S. V. Zaharchenko, A. G. Shein
Studying dynamics of high-current long relativistic electron beams helps develop new microwave devices with high power output. Known limits exist for current densities in compensated and uncompensated beams. The widely-used particle-in-cell (PIC) meth-ods for modeling of electron beams map the simulation space to a cellular mesh, which may lead to inaccuracies in the beam dynamics. Particle-to-particle methods (PPM) are not so widely used because of lower performance, but they can provide finer details of the beam’s structure. Acceptable performance can be achieved by using parallel computations.
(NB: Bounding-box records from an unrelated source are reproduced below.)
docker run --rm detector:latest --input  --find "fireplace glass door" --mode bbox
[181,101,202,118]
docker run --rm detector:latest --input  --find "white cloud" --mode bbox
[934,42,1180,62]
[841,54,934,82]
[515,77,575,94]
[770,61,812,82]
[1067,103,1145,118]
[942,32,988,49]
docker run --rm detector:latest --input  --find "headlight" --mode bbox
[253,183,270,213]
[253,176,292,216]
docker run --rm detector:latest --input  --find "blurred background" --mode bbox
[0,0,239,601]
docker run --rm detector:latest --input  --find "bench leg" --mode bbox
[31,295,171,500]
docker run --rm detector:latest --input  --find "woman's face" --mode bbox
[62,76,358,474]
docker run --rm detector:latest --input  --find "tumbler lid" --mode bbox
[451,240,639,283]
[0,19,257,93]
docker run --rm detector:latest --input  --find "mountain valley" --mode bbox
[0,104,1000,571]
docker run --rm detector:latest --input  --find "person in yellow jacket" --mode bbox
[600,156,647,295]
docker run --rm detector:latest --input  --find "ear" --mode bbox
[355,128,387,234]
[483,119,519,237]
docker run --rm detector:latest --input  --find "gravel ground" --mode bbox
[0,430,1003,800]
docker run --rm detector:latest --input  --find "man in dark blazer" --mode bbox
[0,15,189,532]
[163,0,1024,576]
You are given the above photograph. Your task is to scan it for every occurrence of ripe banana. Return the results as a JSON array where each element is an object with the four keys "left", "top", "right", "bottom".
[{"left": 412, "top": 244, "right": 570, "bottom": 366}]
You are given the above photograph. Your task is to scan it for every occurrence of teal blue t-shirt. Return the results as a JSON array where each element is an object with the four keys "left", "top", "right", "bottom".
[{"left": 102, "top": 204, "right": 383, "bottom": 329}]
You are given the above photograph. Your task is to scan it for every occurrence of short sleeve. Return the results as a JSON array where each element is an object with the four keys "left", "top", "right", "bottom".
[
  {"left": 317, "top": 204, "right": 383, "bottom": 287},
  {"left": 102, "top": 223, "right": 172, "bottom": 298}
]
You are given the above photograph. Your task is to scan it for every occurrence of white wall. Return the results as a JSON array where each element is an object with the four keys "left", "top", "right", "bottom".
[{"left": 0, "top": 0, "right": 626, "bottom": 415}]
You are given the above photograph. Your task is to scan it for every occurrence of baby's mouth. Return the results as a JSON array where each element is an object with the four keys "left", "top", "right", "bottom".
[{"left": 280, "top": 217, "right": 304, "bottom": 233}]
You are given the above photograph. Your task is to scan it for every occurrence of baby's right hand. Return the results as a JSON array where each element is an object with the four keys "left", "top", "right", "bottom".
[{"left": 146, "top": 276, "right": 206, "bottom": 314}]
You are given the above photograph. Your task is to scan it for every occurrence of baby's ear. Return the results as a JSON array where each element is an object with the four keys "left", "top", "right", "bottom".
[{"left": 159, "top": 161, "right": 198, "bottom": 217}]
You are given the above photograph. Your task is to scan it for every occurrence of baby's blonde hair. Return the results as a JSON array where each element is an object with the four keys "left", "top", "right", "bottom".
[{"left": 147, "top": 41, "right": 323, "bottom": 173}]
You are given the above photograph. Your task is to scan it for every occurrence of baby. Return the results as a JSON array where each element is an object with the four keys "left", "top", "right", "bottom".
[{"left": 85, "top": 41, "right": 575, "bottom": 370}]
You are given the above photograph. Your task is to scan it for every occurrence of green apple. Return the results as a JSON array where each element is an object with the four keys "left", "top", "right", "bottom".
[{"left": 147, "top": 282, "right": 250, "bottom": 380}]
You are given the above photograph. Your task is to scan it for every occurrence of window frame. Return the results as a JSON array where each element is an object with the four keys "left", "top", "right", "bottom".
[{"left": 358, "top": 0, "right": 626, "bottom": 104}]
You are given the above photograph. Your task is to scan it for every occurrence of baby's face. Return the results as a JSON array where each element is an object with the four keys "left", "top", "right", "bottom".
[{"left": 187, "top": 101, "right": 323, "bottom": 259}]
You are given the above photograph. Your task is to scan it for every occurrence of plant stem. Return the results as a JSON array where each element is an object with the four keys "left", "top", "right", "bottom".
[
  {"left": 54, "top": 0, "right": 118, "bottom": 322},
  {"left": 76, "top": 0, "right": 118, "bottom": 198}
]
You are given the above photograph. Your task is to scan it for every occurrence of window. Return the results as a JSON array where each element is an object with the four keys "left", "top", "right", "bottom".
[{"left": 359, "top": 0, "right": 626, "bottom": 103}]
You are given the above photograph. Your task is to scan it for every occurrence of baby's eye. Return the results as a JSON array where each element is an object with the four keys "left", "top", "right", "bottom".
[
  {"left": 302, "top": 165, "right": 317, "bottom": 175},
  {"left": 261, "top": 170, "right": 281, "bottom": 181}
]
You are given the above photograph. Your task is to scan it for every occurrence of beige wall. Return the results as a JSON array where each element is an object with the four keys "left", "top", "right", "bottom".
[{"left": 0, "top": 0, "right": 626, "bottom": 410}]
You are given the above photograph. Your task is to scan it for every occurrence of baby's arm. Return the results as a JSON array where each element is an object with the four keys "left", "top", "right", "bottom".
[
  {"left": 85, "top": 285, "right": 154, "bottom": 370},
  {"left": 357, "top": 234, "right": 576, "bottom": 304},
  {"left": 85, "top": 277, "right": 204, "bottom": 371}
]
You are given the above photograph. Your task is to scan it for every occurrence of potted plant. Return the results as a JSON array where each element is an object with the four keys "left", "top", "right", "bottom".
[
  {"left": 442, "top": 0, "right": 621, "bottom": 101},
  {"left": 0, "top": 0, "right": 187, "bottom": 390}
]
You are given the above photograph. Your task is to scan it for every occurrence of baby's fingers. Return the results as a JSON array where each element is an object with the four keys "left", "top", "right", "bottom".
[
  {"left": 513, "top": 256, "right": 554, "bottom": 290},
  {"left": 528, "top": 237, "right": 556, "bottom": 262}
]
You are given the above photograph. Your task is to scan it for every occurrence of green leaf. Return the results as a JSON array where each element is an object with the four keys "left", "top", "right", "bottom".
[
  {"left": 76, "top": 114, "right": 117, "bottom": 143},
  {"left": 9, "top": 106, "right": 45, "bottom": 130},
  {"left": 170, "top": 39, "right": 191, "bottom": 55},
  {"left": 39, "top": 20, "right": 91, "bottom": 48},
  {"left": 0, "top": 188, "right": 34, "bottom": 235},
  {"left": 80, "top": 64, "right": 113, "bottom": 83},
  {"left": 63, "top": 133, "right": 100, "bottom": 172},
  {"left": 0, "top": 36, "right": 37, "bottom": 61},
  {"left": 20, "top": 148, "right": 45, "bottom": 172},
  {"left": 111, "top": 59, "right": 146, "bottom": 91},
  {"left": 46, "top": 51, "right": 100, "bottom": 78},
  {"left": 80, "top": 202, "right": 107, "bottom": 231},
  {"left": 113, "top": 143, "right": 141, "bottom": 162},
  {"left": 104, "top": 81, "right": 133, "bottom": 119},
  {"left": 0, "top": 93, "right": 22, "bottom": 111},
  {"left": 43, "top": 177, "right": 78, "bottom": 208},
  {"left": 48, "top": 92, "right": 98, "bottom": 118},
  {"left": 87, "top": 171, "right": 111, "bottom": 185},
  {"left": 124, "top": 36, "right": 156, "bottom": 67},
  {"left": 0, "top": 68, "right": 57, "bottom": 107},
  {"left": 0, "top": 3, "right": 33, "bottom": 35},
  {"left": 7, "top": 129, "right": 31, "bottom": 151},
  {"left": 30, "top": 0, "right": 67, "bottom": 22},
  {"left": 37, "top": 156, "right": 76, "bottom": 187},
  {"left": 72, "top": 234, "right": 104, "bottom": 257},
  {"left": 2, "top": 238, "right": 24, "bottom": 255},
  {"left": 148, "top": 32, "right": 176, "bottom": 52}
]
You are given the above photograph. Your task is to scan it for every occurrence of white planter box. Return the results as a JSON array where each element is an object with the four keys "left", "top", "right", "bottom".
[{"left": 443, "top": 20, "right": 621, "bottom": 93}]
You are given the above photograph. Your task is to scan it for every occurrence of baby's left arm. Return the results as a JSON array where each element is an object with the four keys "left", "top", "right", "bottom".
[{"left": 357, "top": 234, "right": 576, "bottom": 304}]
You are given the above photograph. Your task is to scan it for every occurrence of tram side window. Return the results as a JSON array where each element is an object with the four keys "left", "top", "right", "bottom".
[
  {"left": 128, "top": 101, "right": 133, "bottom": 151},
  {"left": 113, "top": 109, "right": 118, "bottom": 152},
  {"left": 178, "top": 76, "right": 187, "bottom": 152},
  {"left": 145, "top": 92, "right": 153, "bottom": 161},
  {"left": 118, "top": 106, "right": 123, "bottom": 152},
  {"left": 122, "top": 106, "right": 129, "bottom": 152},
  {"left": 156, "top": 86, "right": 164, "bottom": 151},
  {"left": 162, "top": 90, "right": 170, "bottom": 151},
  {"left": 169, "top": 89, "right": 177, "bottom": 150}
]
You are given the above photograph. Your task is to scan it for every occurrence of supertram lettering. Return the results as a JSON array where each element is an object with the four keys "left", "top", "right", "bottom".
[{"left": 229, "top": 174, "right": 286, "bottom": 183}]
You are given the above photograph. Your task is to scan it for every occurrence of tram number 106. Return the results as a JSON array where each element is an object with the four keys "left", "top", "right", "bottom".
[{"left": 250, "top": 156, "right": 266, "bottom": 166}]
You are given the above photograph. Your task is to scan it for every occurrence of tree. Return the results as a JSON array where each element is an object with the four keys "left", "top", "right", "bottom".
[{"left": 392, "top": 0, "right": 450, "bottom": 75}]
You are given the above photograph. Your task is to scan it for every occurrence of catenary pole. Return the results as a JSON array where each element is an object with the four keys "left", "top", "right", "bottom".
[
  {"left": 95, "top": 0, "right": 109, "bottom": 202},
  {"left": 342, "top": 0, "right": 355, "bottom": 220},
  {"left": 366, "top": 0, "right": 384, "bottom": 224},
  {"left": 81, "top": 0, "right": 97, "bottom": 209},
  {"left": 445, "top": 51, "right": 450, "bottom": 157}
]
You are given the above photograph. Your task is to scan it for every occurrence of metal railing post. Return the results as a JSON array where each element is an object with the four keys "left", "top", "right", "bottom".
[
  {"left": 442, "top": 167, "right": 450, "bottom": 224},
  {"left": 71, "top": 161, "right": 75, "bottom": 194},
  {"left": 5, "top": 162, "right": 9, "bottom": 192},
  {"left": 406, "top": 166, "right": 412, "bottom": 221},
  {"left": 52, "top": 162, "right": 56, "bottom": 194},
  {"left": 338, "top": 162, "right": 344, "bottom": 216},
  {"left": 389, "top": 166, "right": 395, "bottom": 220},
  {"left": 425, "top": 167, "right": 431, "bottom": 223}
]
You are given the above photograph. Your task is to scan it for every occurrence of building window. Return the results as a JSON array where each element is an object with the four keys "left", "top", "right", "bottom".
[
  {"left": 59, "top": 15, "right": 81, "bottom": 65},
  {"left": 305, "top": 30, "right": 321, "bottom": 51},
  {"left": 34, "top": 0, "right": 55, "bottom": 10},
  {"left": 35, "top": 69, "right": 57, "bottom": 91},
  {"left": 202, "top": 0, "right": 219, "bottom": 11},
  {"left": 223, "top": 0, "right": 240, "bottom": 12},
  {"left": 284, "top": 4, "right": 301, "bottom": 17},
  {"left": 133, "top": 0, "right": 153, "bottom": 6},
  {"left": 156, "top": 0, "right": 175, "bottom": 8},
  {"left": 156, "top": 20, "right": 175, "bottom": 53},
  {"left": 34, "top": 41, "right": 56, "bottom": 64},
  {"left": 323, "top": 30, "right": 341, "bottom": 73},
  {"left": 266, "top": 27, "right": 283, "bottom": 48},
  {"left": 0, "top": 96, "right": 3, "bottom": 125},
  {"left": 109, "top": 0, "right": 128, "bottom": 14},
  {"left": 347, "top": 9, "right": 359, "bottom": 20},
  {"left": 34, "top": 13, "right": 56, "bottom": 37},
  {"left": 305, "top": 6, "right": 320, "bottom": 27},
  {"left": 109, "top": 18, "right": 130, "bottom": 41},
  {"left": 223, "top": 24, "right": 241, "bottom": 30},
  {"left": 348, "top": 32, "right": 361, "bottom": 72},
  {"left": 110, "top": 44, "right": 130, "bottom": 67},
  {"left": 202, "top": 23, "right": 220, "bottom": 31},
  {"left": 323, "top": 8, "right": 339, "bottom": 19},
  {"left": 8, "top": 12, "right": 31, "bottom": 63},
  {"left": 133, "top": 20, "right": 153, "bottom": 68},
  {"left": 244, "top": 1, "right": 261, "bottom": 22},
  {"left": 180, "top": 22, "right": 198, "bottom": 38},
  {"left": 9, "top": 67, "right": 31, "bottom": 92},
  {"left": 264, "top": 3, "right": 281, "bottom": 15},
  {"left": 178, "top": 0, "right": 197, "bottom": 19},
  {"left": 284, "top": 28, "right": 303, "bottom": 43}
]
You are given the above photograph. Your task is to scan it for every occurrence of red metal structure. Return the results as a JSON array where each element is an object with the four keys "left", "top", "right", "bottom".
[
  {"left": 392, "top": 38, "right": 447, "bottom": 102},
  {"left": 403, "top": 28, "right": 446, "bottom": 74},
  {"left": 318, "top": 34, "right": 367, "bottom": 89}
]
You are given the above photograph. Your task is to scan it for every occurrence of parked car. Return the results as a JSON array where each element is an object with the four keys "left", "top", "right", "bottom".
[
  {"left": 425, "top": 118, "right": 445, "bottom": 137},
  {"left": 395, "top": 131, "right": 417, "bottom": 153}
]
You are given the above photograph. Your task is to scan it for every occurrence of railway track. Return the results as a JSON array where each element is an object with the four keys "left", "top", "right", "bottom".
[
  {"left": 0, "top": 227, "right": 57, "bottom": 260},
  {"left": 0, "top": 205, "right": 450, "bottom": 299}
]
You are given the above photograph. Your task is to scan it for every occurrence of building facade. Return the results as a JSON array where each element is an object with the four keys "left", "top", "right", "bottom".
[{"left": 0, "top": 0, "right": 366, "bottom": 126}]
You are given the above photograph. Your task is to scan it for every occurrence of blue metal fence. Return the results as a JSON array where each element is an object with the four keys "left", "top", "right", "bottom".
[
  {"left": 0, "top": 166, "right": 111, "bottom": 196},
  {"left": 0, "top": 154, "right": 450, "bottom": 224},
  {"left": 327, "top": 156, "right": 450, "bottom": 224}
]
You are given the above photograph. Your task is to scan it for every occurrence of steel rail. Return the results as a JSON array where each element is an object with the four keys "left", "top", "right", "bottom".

It is customary to model electron beams using beams of “large” particles, for which the equation of motions are solved together with the equations for the electromagnetic field. In the PPM method the field in the relativistic case is calculated using the Lienard-Weichert formulae. We show that in the relativistic case motion equations should be solved by integrating force to get momentum, instead of integrating acceleration to get velocity. In a strong magnetic field it is important to make sure the field does not influence a particle’s longitudinal velocity and only changes the direction of the velocity. Using conventional linear multi-step methods for motion equation integration may lead to superluminal average velocities even though instant particle velocities are bounded. However, this can be detected and corrected using a lower-order method for a particular step. A different solution which enables better total energy conservation is using the Verlet leapfrog integrator.
Results of numeric experiments using the methods described are presented. The model can describe the position and time of emergence of a virtual cathode. It is shown that beams can partially pass through the virtual cathode.